Thursday, November 19, 2009

Some Scary Comments on CNBC This Morning

I sat down to read the Wall Street Journal with a cup of coffee this morning and was greeted with some truly horrifying remarks on CNBC.

Two people, TARP oversight committee chair Elizabeth Warren and AutoNation CEO Mike Jackson nearly scared me to death with their creative rewriting of last year's financial meltdown and consequential government intervention.

Warren, who is a lawyer by training, not an economist, recalled a non-existent past by claiming full economic revival of the US economy as the TARP's original mission. Though she cited then-Treasury Secretary Hank Paulson's "frozen pipes" comments, regarding the financial sector, Warren asserted, with a straight face and that professorial scowl behind the funny glasses, that this really meant completely returning the economy to a healthy state.

Thus, she implied, her testimony before Congress later today will almost certainly support extending the TARP.

During the discussion with her, current Treasury Secretary Geithner's intentions to extend the slush fund were shown onscreen. Warren sort of punted, only saying the TARP funds should be saved if there weren't 'good ways to spend it.'

My goodness, in what alternate universe does Warren live?

Well, Harvard, I guess. Silly me.

Because no thinking person who is of her age can possibly think any government administration, Republican or Democrat, won't swear that they have 'good ways to spend' a few tens or hundreds of billions of dollars.
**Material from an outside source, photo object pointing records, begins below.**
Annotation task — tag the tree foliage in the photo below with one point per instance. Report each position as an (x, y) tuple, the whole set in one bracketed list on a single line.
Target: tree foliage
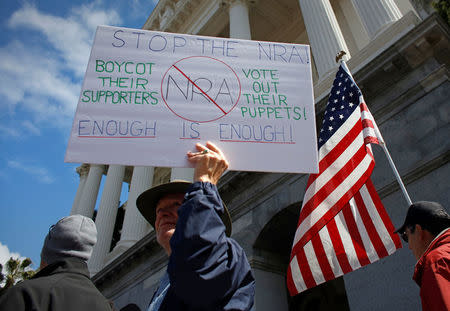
[(443, 8), (15, 270)]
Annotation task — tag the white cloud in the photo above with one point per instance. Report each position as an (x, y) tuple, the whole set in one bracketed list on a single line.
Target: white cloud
[(71, 36), (31, 127), (9, 132), (40, 77), (5, 254), (41, 174)]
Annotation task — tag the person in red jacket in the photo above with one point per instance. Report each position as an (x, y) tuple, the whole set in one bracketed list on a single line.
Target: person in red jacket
[(427, 231)]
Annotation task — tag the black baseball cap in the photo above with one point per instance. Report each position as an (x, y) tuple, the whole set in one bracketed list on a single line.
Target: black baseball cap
[(423, 213)]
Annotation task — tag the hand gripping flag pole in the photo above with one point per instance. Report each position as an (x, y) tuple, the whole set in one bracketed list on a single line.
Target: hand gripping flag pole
[(343, 224)]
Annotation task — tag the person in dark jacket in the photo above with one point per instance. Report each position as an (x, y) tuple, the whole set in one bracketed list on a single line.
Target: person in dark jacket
[(63, 282), (207, 270), (427, 231)]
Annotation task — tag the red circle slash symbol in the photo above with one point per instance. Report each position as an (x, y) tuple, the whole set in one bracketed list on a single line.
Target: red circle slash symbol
[(200, 89)]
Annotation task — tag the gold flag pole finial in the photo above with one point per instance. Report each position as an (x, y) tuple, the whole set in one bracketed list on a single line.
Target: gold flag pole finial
[(339, 56)]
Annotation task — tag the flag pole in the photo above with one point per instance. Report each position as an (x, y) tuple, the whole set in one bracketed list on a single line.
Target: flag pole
[(339, 58)]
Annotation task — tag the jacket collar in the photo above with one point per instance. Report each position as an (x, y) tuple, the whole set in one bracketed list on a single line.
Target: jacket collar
[(441, 239), (67, 265)]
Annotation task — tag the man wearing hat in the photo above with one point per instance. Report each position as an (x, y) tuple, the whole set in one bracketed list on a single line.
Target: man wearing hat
[(427, 231), (63, 282), (207, 270)]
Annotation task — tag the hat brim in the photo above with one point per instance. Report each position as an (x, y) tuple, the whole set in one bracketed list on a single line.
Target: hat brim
[(148, 200)]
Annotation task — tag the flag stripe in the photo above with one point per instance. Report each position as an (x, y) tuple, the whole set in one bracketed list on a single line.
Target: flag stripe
[(348, 171), (370, 227), (339, 145), (322, 258), (355, 235), (313, 264), (305, 269), (338, 247), (320, 216), (329, 252), (347, 241), (295, 278), (361, 221)]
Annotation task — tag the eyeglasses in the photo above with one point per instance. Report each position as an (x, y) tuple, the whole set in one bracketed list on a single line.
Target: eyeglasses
[(404, 236)]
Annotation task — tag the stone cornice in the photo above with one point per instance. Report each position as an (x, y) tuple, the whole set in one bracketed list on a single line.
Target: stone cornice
[(83, 169), (169, 15), (231, 2)]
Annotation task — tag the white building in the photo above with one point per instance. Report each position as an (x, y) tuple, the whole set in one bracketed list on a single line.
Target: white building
[(399, 54)]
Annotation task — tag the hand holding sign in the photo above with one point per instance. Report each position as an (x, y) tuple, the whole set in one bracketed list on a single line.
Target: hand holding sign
[(209, 163)]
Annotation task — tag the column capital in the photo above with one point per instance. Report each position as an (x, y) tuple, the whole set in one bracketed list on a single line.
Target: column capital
[(232, 2), (83, 169)]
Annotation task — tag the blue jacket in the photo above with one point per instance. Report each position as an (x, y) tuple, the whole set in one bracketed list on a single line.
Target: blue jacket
[(207, 270)]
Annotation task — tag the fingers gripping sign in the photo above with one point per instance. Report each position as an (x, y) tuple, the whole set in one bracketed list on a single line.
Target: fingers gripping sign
[(209, 163)]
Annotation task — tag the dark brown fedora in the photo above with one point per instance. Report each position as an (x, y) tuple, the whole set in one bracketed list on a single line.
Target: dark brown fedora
[(147, 201)]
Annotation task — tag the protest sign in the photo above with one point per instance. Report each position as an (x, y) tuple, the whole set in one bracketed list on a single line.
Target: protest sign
[(148, 97)]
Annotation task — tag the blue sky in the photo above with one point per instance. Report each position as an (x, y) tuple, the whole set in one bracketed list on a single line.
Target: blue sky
[(44, 49)]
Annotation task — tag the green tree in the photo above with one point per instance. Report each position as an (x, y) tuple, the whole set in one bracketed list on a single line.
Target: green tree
[(443, 8), (15, 270)]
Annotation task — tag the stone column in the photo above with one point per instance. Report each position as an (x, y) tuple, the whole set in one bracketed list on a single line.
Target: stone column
[(134, 225), (239, 20), (324, 34), (182, 173), (106, 216), (376, 15), (83, 171), (90, 190)]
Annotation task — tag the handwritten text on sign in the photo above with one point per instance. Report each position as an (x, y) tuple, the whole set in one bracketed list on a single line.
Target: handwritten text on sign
[(148, 97)]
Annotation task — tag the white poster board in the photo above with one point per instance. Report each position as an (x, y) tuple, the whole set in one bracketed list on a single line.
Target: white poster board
[(148, 97)]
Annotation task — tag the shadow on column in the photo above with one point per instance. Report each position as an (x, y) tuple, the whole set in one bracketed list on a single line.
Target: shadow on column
[(275, 241)]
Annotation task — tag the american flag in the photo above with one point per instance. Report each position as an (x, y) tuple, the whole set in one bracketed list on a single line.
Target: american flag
[(343, 224)]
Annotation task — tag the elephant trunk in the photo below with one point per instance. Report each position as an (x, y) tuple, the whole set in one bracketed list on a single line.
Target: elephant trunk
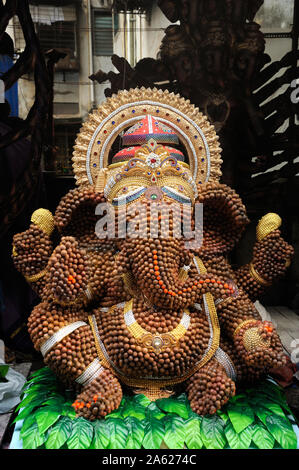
[(156, 266)]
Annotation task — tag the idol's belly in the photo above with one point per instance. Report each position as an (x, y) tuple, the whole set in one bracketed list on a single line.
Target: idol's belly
[(153, 353)]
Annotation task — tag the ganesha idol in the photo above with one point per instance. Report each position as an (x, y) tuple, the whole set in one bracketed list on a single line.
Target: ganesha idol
[(148, 313)]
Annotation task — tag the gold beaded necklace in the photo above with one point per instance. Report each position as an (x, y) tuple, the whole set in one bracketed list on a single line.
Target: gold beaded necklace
[(156, 342)]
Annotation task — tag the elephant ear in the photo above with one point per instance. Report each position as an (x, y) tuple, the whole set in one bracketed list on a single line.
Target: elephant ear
[(224, 218), (75, 215)]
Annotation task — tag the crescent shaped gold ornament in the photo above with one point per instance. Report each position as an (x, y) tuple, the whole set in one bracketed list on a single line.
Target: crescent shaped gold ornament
[(102, 127)]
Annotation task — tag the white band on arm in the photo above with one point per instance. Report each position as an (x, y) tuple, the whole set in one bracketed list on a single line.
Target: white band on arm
[(59, 335)]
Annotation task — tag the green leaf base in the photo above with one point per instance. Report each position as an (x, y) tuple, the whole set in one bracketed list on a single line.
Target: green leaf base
[(254, 418)]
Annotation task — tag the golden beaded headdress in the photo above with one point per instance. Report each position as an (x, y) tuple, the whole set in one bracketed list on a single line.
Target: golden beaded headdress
[(104, 125)]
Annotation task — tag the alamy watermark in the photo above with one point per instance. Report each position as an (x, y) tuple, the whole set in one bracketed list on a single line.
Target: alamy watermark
[(156, 220), (2, 91)]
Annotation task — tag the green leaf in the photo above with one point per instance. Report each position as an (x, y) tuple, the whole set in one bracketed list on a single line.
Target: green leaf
[(26, 411), (212, 432), (153, 411), (179, 405), (241, 416), (174, 436), (3, 370), (132, 408), (272, 391), (55, 400), (239, 440), (101, 437), (46, 417), (59, 433), (262, 413), (153, 433), (118, 433), (68, 410), (142, 400), (28, 422), (193, 438), (274, 407), (135, 429), (261, 437), (81, 435), (33, 439), (282, 431), (222, 415), (29, 401)]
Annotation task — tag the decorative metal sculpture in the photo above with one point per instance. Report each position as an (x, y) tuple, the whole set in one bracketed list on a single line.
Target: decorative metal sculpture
[(146, 312)]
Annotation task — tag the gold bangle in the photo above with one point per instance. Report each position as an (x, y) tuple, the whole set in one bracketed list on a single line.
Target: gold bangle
[(257, 277), (241, 325), (36, 277), (44, 220)]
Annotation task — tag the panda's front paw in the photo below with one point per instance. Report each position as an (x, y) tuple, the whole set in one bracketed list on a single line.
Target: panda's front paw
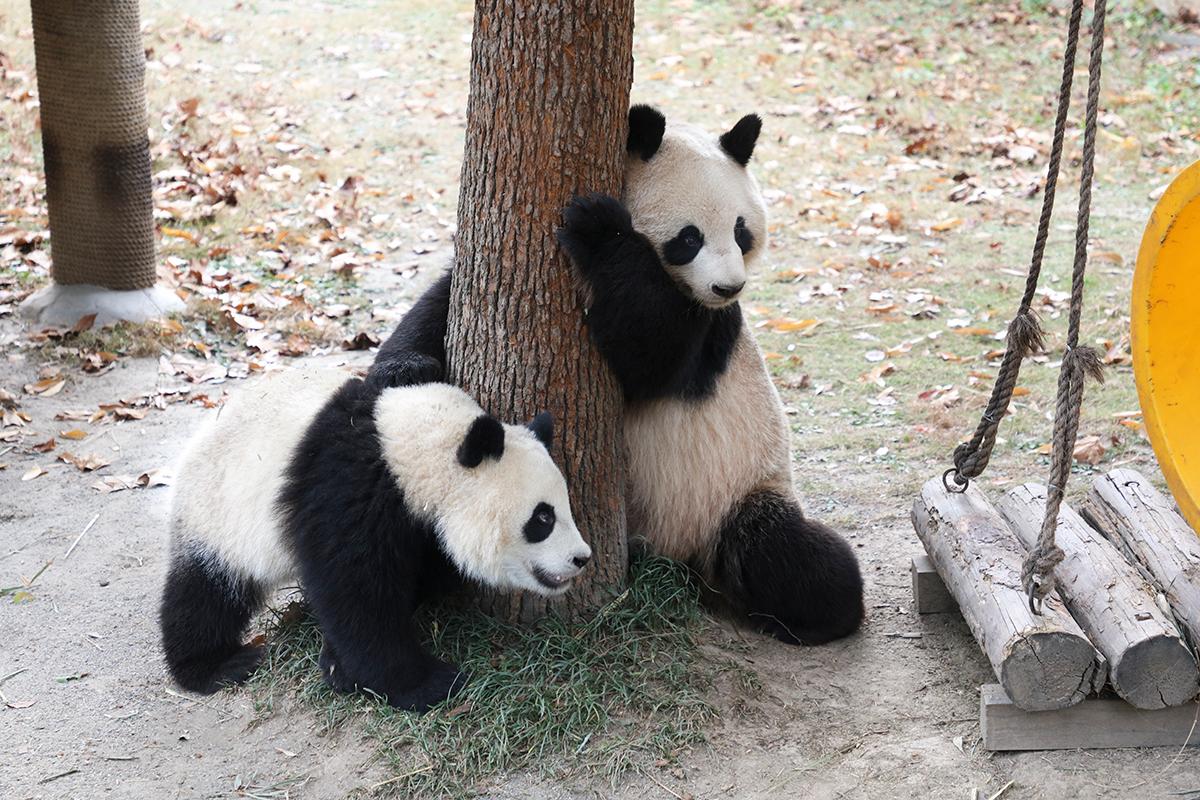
[(335, 677), (411, 370), (589, 223)]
Warren then, of course, excoriated the nation's financial institutions for finally coming to their senses, as mentioned by Doug Dachille a few days ago on CNBC, as I described in this post, and returning to more historically prudent lending standards.

To hear Professor Warren, financial institutions are now senselessly hoarding government money, when they should be giving it away to any and all comers.

Weighing in with kindred views was AutoNation's Mike Jackson. A perennial cheerleader for government intervention, Jackson credited the dubious "cash for clunkers" with providing an important economic boost this past summer, and declared that, if not for TARP, the US would still be in a depression, not exiting a recession.

Then Jackson carefully stated that, of course, the economy isn't really out of the woods yet, so we, of course, still need massive government intervention and lots of cheap money.

Neither Warren, nor Jackson, showed the slightest understanding that the US economy cannot return to health so long as the only source of growth is printed government money dispensed at zero interest rates, along with generous government guarantees for any business in danger of failing.

On that point, it was clear that Elizabeth Warren is completely clueless. Jackson is simply behaving as any expedient businessman would, elbowing his way to the trough of free government largess while it lasts, and calling for more whenever possible.

On another note, the CNBC morning program interviewed one of Obama's top financial backers and general good old buddy, John Rogers, of Ariel Investments, to let him talk his funds' investment books.

In a somewhat casual aside, Rogers mentioned something that I found pretty shocking, but not in so scary a manner as the earlier comments about which I wrote above.

Rogers was asked what equities he held, and, in more probing questions, which, if any, technology issues any of his funds had bought.

He replied that they had bought Dell some months ago, when, like many equities, it's price was depressed due to general market conditions, just to ride it back up, as it was presumed to track "the market." In effect, Rogers accidentally revealed a rather clever way that his firm and, I would bet, many other mutual fund groups get paid for effectively investing in an index.

Rogers made it clear that his analysts didn't favor Dell for any specific reason. No, they bought it because it was expected to just track, say, the S&P, on the way back up. If Rogers group had just bought an S&P index fund, investors would howl. It's inappropriate for an active manager to charge fees for putting your money into any sort of passive fund, especially if it is an index vehicle.

But a more clever way of doing the same thing is to just select a small group of equities with betas near 1, or judged to be of sufficient size and quality to reasonably mirror equity index performance. Then the manager can earn fees for essentially passive, defensive moves calculated to simply match the index.

Just goes to show how active you should be in watching the investments of actively-managed mutual funds.